Technical Limitations

LLM API Rate Limits:
The system relies on external LLM APIs which have rate limits. This restricts the number of patients and trials that can be processed in a given time period. Consider using paid API plans or implementing caching mechanisms for production use.
Context Window Constraints:
The Llama 3.2 3B-Instruct model has a context window of 4096 tokens, limiting the amount of patient data and trial information that can be processed simultaneously. This may affect the comprehensiveness of the analysis, particularly for complex medical histories or detailed trial criteria.
LLM Output Variability:
Despite prompt engineering, LLM outputs can vary, affecting the consistency of matching results.
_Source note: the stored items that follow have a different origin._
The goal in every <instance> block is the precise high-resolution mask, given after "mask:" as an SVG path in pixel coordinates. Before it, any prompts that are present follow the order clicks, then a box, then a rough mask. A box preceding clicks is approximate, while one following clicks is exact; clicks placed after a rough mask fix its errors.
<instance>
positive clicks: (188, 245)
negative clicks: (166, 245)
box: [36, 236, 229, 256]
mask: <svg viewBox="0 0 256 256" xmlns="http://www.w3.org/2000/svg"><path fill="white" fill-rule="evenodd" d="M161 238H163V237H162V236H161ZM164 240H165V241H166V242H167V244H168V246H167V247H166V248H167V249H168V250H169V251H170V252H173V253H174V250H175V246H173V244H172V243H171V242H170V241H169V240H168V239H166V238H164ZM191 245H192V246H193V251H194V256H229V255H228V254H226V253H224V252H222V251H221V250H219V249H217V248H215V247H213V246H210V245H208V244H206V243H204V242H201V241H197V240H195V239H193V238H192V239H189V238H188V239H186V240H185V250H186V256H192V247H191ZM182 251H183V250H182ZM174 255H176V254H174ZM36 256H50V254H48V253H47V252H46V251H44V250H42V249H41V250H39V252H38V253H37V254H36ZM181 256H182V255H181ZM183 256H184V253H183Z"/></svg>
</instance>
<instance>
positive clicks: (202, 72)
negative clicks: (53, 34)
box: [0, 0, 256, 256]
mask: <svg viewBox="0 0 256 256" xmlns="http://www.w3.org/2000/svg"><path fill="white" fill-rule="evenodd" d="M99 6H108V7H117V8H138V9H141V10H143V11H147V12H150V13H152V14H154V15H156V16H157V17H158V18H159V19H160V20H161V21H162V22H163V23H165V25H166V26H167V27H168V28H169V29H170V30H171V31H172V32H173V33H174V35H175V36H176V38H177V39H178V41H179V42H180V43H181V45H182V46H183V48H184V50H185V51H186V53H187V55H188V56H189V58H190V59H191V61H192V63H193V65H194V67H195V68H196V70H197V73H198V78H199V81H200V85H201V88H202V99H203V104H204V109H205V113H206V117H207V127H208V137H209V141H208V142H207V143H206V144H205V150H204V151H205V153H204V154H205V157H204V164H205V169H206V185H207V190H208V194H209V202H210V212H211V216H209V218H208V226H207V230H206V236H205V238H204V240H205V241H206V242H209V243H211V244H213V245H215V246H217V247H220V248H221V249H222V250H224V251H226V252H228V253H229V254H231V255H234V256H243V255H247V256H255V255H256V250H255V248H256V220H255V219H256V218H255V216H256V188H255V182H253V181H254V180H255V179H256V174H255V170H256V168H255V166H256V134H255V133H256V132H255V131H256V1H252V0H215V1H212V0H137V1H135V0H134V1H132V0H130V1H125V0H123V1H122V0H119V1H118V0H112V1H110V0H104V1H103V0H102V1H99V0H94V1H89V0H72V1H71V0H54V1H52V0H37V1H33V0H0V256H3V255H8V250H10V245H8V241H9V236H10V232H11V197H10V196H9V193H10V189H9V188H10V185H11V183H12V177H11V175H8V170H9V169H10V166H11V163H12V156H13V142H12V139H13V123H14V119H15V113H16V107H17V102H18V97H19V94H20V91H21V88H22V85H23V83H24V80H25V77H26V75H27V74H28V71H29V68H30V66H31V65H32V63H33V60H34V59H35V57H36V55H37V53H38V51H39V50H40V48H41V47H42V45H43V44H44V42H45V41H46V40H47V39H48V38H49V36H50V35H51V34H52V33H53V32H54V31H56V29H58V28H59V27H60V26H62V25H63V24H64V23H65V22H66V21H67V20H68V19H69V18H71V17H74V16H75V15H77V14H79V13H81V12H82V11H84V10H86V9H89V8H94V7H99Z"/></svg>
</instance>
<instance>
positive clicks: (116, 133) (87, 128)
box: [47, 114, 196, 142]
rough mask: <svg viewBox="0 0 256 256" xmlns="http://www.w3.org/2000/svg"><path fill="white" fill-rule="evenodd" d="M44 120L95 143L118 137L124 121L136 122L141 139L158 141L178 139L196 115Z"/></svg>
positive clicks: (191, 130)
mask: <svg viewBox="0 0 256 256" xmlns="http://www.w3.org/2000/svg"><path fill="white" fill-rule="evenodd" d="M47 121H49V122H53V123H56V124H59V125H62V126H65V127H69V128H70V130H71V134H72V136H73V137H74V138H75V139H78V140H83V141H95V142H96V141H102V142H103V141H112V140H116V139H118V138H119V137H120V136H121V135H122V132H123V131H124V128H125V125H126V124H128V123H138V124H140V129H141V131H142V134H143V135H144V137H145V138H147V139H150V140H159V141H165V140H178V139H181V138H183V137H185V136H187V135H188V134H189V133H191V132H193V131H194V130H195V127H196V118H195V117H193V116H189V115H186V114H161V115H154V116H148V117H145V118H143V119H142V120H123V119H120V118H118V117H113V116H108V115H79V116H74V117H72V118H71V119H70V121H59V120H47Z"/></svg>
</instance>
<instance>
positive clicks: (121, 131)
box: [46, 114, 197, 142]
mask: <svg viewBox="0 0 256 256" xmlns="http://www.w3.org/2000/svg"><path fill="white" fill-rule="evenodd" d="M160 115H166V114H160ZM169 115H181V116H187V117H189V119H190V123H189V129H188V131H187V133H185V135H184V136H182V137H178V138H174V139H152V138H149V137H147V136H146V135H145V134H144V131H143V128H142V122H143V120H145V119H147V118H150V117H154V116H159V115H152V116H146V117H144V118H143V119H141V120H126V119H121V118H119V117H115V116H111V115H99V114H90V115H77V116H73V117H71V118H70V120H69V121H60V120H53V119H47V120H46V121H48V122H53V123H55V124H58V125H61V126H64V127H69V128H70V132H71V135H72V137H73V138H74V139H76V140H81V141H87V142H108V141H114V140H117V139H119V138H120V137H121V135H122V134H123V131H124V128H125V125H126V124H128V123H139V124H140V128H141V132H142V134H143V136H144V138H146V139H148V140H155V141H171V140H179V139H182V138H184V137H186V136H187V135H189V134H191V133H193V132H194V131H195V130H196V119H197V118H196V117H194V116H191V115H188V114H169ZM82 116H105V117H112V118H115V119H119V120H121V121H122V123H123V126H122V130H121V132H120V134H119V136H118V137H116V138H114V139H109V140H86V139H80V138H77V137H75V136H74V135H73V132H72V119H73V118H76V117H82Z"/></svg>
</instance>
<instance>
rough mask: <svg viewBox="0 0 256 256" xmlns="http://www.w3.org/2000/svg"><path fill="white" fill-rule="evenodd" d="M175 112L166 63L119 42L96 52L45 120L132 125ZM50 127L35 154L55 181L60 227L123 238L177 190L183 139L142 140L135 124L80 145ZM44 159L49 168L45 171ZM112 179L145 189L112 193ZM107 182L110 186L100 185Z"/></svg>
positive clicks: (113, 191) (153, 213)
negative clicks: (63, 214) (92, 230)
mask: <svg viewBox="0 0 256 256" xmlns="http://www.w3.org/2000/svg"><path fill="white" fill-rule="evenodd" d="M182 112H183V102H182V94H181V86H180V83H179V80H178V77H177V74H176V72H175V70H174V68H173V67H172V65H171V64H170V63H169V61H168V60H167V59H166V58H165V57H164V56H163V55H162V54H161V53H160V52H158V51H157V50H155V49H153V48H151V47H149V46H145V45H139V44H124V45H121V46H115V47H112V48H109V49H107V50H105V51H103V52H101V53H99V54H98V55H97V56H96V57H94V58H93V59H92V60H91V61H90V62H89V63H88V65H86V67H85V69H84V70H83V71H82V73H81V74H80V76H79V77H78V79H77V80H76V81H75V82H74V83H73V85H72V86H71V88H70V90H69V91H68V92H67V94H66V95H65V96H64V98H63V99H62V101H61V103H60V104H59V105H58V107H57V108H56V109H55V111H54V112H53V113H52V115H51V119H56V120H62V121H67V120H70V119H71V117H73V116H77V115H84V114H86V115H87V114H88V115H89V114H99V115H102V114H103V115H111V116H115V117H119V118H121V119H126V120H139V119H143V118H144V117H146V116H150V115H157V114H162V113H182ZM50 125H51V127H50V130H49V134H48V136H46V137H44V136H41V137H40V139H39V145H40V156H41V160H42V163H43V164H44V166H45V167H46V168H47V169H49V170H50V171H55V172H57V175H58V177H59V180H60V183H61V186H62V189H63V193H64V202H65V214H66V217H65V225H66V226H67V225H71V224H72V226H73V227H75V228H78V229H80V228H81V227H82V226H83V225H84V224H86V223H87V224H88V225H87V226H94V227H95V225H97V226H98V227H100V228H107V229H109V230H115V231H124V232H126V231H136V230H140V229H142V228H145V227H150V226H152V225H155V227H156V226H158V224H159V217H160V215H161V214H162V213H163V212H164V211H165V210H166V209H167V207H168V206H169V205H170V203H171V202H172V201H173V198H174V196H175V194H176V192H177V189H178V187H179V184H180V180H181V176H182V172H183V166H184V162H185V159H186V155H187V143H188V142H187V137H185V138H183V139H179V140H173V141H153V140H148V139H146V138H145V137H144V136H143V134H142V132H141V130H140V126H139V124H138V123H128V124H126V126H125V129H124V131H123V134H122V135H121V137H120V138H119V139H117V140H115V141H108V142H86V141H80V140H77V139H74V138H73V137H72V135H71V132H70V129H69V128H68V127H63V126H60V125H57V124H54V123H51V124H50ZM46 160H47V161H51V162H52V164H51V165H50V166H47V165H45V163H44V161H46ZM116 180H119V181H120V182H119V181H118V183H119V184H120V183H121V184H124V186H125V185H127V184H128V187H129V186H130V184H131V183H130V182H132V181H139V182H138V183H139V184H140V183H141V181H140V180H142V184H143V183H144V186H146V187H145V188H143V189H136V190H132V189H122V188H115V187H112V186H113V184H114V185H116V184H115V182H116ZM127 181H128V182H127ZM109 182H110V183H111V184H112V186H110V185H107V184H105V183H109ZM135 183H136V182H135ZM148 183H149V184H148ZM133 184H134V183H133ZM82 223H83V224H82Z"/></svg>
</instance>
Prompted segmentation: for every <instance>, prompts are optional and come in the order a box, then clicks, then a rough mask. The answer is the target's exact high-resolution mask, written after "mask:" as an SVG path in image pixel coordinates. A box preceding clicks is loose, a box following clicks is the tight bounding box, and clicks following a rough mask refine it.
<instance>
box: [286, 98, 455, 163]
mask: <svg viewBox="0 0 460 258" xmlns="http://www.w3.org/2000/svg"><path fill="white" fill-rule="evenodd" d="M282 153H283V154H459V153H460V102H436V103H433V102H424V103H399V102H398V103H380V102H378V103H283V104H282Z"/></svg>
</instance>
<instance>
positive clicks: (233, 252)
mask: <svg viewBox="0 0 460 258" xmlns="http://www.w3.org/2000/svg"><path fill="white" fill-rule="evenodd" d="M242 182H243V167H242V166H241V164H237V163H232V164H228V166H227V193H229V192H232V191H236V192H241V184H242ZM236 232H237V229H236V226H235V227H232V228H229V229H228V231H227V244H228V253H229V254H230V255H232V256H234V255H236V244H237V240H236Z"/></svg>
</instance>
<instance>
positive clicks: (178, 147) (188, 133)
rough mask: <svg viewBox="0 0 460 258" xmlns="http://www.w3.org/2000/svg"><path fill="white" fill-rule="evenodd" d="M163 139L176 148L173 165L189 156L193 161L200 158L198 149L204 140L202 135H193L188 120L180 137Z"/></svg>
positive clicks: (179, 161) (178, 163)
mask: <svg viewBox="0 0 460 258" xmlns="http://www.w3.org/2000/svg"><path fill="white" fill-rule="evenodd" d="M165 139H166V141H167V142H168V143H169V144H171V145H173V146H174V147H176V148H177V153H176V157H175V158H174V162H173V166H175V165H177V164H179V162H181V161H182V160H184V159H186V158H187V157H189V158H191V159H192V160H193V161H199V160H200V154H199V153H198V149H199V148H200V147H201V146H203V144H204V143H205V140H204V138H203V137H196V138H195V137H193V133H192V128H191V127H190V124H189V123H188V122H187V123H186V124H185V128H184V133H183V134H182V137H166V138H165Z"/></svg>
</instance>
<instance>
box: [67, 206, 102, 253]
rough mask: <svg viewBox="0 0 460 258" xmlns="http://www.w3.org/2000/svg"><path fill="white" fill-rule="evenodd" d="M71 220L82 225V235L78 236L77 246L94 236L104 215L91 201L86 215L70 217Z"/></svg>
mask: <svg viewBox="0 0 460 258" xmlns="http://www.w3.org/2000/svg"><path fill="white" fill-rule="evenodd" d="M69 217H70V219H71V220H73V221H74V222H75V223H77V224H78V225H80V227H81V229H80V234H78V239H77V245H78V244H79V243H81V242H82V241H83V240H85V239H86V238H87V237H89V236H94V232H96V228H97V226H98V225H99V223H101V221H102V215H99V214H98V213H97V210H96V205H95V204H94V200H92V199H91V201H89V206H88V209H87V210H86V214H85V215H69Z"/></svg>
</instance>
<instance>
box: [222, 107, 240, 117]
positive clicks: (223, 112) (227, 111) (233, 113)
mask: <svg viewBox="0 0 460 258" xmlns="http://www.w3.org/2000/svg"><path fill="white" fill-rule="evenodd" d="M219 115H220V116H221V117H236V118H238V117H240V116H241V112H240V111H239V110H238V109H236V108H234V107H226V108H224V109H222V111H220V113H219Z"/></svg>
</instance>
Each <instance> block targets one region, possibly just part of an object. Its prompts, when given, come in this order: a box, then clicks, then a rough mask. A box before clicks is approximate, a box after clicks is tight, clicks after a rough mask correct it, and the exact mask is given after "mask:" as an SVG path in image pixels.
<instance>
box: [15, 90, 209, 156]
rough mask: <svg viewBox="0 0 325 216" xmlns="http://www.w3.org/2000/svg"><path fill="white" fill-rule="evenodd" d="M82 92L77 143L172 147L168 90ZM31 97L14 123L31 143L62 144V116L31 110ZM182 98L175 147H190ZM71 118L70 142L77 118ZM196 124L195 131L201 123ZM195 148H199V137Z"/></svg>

This variability is inherent to current language models and can impact the reliability of the eligibility assessments.
Embedding Model Limitations:
The system uses a relatively small embedding model (all-MiniLM-L6-v2) which, while efficient, may not capture all the nuances of medical terminology and relationships compared to larger domain-specific models.

Future Improvements

Enhanced LLM Integration:
Implement larger models like GPT-4, Claude 3 Opus, or Llama 3.2 70B for more accurate analysis
Explore medical domain-specific fine-tuned models for improved understanding of clinical terminology
Advanced Embedding Techniques:
Implement keyword extraction before embedding generation
Use larger, medical domain-specific embedding models
Explore hybrid retrieval approaches combining sparse and dense embeddings
Refined Matching Algorithm:
Optimize the weighting between inclusion and exclusion criteria similarity
Implement more sophisticated scoring mechanisms that account for the importance of different criteria
Develop a feedback loop to improve matching accuracy over time
System Robustness:
Add comprehensive test suite for all components
Implement caching and rate-limiting strategies for API calls
Develop monitoring and logging for production deployment
User Interface:
Create a web interface for easier interaction with the system
Implement visualization tools for match results
Develop export functionality to various formats (CSV, Excel, Google Sheets)
Domain-Specific Customization:
Fine-tune models on medical literature and clinical trial data
Implement specialized processing for different medical specialties
Develop custom prompts for different types of clinical trials

License

This project is licensed under the MIT License.